The basic premise of the book is to examine habits, what they are, and how they shape our daily lives. It covers the science of habits, the habits of the individual, habits as they relate to businesses as a whole, and finally societal habits. The individual and business habits were probably the most useful to me personally, and in this post I’ll focus mostly on personal habits, but the entire thing was worth reading regardless.
So here’s the short version: every habit has a cue, an action, and a reward. For my personal example, which is the first self-improvement I’m trying to make with the help of this book, the cue would be opening my internet browser, the action would be navigating to Facebook (or sometimes Reddit), and the reward would be brief entertainment. The problem with this particular habit is that I end up wasting a ton of time – anytime I get bored or don’t know what to do, I end up spending that time on Facebook or Reddit. Plus, the habit is now so engrained (we do habits without having to think about them), that anytime I need to get work done using the internet I end up accidentally on Facebook instead, having completely forgotten whatever it was I was trying to accomplish in the first place. So how do I develop new, more productive habits?

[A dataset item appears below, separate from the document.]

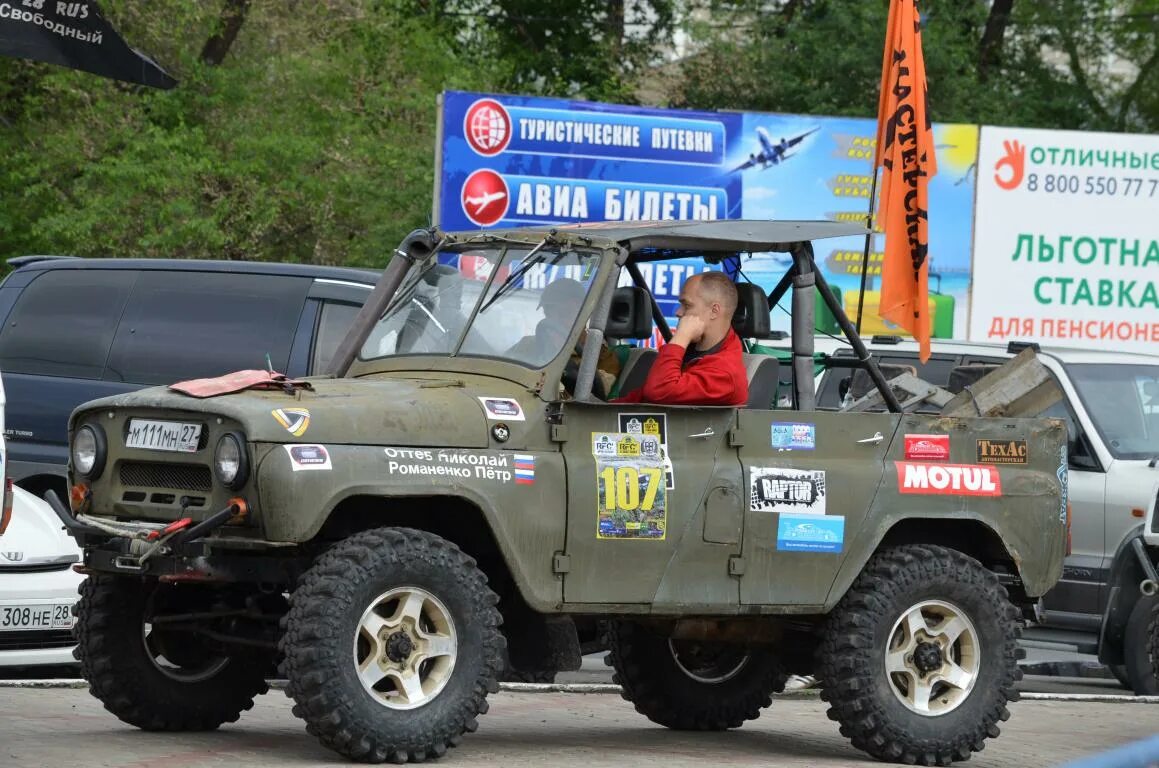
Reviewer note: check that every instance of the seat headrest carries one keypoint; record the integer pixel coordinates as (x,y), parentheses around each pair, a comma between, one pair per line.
(629,315)
(751,316)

According to this book, I don’t. Instead, I have to modify my existing habits. In other words, I need to replace my action (opening Facebook or Reddit) with a different action in response to the same cue that will offer the same reward. So now I’ve started using a productivity tracking website, and anytime I open an internet browser I make the conscious effort to navigate there, and look at my to-do list, as opposed to a social network. This has two effects. First, it provides me with a list of things I can productively do to alleviate boredom, and second, it shows me how much I can’t (or sometimes can, depending on how on top of my stuff I am) afford to waste time. PLUS it helps me make sure I don’t forget about anything I need to do, and is great at getting me to complete tasks I don’t want to do for the sake of checking them off before the due date.

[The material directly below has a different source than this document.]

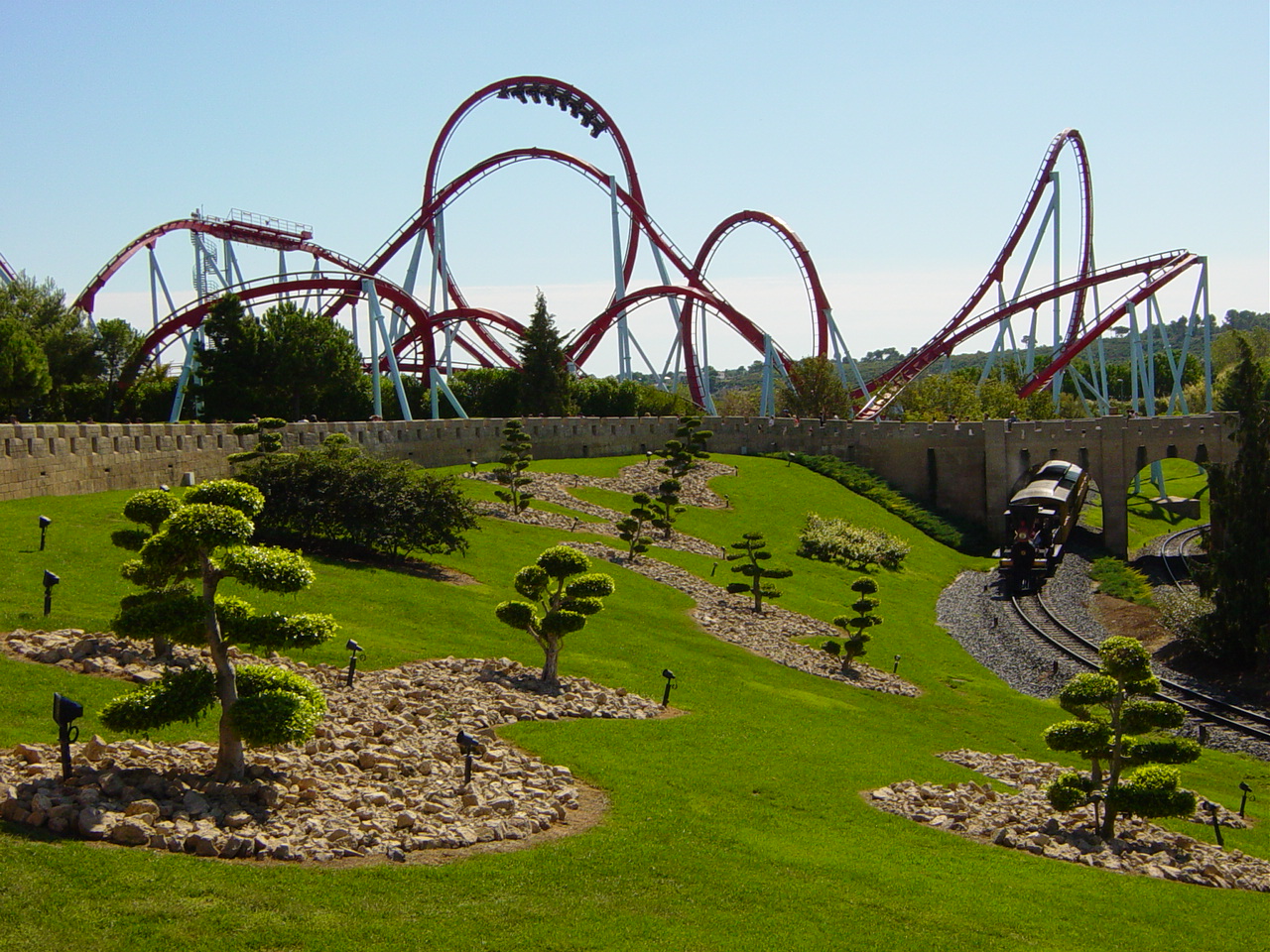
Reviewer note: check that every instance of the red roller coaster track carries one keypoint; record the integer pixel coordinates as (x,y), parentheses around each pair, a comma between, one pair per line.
(483,333)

So to recap. I have a bad habit of non-thinkingly going to Facebook or Reddit anytime I open an internet browser. To fix that, I made an online to-do list and have started going there when I open my browser instead. It’s only been two days since I’ve implemented this system, but so far it’s worked out great. Yesterday alone I did two different things I’d been putting off, and today I did another. I’ve wasted way less time, and more importantly, I feel great because I know I’ve done what I need to do. And that means time for guilt-free Facebook and Reddit once my task list for the day is complete.
There’s a lot more great stuff in this book, like how finding your keystone habit can lead to changes everywhere else (I think mine was starting to exercise), or how you can use habits to improve your organization, and I would highly recommend it to anyone looking to reach a goal or improve their life. But even if you don’t read it, try to think of the bad habits in your life, identify the cues and rewards, and then replace the actions for a better result. You might be amazed at what you can accomplish!